Perlu pula diperhatikan beberapa ciri laporan yang baik seperti relevan, tepat waktu, dapat dipercaya/diandalkan, mudah dimengerti (jelas dan cermat), dalam bentuk yang menarik (tegas dan konsisten, tidak kontradiktif antar bagian), berdaya banding tinggi, berdaya uji (verifiable), lengkap, netral, padat, dan terstandarisasi (untuk yang rutin).
b. Sistematika LAKIP
Sesuai Permen PAN dan RB Nomor 29 Tahun 2009 tentang Pedoman Penyusunan Penetapan Kinerja dan Pelaporan Akuntabilitas Kinerja Instansi Pemerintah, sistematika LAKIP adalah sebagai berikut:
• Executive summary (Ikhtisar Eksekutif)
• Bab I Pendahuluan, menguraikan gambaran umum organisasi yang melaporkan dan sekilas pengantar lainnya.
• Bab II Perencanaan dan Perjanjian Kinerja, mengikhtisarkan beberapa hal penting dalam perencanaan dan perjanjian kinerja (dokumen penetapan kinerja).
• Bab III Akuntabilitas Kinerja, menguraikan pencapaian sasaran‐sasaran organisasi pelapor, dengan pengungkapan dan penyajian dari hasil pengukuran kinerja.
• Bab IV Penutup
• Lampiran‐lampiran
c. Kewajiban Penyusunan LAKIP
Instansi yang wajib menyusun laporan akuntabilitas kinerja adalah:
1) Kementerian/lembaga;
2) Pemerintah provinsi/kabupaten/kota;
3) Unit organisasi eselon I pada kementerian/lembaga;
4) Satuan kerja perangkat daerah;
5) Unit kerja mandiri, yaitu unit kerja yang mengelola anggaran tersendiri dan/
atau unit yang ditentukan oleh pimpinan instansi masing‐masing.
Jangka waktu penyampaian LAKIP untuk instansi pemerintah pusat diatur sebagai berikut.
1) Tingkat kementerian/lembaga disampaikan kepada presiden melalui Menteri Negara Pendayagunaan Aparatur Negara dan Reformasi Birokrasi selambat‐
lambatnya 2,5 (dua setengah) bulan setelah tahun anggaran berakhir.
2) Tingkat unit organisasi eselon I dan unit kerja mandiri pada kementerian/
lembaga disampaikan kepada menteri/pimpinan lembaga.
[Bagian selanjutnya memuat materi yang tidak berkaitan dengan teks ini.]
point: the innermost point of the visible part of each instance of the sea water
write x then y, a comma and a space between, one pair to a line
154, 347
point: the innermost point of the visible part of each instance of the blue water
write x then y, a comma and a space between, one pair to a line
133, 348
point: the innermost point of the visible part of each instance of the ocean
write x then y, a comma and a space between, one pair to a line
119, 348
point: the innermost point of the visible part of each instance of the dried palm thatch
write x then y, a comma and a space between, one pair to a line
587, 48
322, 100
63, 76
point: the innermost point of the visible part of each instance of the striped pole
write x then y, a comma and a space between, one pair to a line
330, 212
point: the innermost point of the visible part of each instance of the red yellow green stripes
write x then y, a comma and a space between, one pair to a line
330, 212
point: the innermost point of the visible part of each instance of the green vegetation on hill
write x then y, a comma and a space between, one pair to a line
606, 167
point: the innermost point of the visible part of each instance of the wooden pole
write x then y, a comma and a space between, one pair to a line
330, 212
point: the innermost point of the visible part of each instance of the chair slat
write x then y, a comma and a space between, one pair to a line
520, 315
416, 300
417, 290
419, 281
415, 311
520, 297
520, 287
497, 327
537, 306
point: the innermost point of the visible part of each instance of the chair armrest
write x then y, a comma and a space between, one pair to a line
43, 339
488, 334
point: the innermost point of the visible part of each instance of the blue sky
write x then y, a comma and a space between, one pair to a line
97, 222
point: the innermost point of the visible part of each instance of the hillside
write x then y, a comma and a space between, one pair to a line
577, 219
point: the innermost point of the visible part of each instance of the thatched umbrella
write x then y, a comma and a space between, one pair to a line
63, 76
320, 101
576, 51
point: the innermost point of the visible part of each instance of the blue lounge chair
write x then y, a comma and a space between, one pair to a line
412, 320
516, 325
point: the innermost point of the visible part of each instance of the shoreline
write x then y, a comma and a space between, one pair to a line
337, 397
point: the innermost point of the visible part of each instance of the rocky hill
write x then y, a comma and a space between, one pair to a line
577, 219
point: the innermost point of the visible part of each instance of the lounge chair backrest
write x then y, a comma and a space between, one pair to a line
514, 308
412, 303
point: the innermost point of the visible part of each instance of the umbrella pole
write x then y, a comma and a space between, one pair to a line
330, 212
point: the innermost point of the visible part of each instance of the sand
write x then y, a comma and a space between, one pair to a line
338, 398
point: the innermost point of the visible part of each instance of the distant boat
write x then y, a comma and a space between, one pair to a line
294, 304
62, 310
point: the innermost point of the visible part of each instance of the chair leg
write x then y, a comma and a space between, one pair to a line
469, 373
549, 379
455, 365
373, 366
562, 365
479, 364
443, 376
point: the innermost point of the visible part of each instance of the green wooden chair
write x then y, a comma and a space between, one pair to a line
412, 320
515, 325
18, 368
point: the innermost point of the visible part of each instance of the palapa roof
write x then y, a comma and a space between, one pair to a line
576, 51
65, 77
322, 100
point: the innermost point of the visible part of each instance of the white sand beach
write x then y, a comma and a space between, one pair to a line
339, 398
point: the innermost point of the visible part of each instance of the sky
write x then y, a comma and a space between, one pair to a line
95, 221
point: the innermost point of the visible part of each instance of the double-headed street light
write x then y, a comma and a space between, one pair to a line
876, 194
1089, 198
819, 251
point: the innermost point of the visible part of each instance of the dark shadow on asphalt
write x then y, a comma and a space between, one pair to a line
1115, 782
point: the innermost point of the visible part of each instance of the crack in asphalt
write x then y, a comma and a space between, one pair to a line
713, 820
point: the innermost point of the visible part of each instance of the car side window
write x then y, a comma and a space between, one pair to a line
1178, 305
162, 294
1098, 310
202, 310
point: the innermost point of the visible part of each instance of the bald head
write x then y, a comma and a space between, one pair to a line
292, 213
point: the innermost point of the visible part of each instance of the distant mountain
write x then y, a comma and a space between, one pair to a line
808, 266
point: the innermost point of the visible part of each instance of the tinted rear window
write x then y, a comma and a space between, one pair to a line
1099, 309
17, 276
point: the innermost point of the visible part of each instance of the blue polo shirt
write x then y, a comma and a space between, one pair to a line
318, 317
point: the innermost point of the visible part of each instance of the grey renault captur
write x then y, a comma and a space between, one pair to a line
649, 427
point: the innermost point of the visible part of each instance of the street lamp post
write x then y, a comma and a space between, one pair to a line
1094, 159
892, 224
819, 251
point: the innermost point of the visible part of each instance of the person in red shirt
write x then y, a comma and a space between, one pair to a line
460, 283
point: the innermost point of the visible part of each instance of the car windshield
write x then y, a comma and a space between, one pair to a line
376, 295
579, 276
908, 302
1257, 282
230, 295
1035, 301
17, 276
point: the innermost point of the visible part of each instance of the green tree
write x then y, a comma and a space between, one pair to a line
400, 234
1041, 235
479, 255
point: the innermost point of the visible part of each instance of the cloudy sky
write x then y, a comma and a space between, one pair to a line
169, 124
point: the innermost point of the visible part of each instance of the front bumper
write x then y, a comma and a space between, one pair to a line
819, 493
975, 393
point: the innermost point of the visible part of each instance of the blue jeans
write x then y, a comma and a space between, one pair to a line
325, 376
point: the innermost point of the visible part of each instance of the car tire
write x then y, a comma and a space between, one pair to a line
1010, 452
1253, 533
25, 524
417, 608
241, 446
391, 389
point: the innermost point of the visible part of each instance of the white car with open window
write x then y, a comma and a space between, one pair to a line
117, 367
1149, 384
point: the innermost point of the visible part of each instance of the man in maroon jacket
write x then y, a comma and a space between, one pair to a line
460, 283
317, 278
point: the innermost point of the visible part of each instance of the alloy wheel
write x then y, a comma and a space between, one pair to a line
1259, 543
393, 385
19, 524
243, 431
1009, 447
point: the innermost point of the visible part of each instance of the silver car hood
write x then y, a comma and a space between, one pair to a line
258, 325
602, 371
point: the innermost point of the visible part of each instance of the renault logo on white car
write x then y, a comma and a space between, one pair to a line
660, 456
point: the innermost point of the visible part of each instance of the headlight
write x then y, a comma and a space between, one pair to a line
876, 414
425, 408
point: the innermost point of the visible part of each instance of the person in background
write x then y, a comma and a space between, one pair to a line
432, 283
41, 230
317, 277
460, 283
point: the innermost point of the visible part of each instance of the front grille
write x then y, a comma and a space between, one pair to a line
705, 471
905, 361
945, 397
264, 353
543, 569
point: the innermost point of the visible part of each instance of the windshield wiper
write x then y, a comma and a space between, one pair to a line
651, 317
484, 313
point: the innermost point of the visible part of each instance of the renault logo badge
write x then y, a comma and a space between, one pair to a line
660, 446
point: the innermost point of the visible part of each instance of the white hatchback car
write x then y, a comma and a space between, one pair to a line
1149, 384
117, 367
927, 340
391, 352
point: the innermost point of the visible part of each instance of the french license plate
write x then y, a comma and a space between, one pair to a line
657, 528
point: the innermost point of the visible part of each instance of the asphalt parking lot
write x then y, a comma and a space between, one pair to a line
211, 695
3) Tingkat unit organisasi eselon I dan unit kerja mandiri pada kementerian/
lembaga sebagaimana dimaksud pada butir 2 di atas diatur tersendiri oleh menteri/pimpinan lembaga.
Sedangkan jangka waktu penyampaian LAKIP untuk instansi pemerintah daerah mengikuti ketentuan berikut.
1) Tingkat pemerintah provinsi/kabupaten/kota disampaikan kepada presiden melalui Menteri Negara Pendayagunaan Aparatur Negara dan Reformasi Birokrasi selambat‐lambatnya 3 (tiga) bulan setelah tahun anggaran berakhir.
2) Tingkat SKPD dan unit kerja mandiri pada pemerintah provinsi/kabupaten/
kota disampaikan kepada gubernur/bupati/ walikota.
3) Tingkat SKPD dan unit kerja mandiri sebagaimana dimaksud pada butir 2 di atas diatur tersendiri oleh gubernur/ bupati/ walikota.